The presence of ferric oxides and phyllosilicates marks 2004 EW95 as a kind of KBO that had never been found before, implying an origin far closer to the Sun. The phyllosilicate feature in the spectra, say the authors, points to significant heating in this object’s history, possibly radiogenic or the result of either solar irradiation or one or more collisions.

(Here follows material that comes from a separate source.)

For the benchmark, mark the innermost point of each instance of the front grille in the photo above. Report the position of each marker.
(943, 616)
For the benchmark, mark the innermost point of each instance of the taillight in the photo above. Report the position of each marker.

Each of these two features has been independently observed by two separate instruments, and are present in the reported reflectance spectra regardless of which of our solar calibrator targets, or which of two separate spectral extraction techniques, were used in our data reduction.
Thus 2004 EW95 takes us from a prediction made by two dynamical models of the early Solar System and fulfills that prediction in an actual KBO. The ‘grand tack’ model assumes that the early migrations of Jupiter and Saturn would have scattered carbonaceous asteroids that had formed near them and flung them into the outer Solar System, and we would thus expect that 2005 EW95 is not alone in the Kuiper Belt. From the paper:
The striking similarity between 2004 EW95 and certain C-type [carbonaceous] asteroids points to the plausible idea that 2004 EW95 shares a common origin with these objects. Taken together, the spectroscopic similarity to C-type asteroids and the orbital properties of 2004 EW95 are consistent with the idea that this object may have formed near Jupiter among the primordial C-type asteroids (Walsh et al. 2011) and was subsequently emplaced into the Kuiper Belt by the migrating planets.
So we have an object whose spectrum resembles those of primitive carbonaceous asteroids orbiting the Sun in a stable mean motion resonance with Neptune. Its orbit is highly inclined and eccentric, likely the result of dynamical instability and consistent with gas giant migration.
The paper is Seccull et al., ”2004 EW95: A Phyllosilicate-bearing Carbonaceous Asteroid in the Kuiper Belt,” Astrophysical Journal Letters 855, L26 (10 March 2018). Preprint / full text.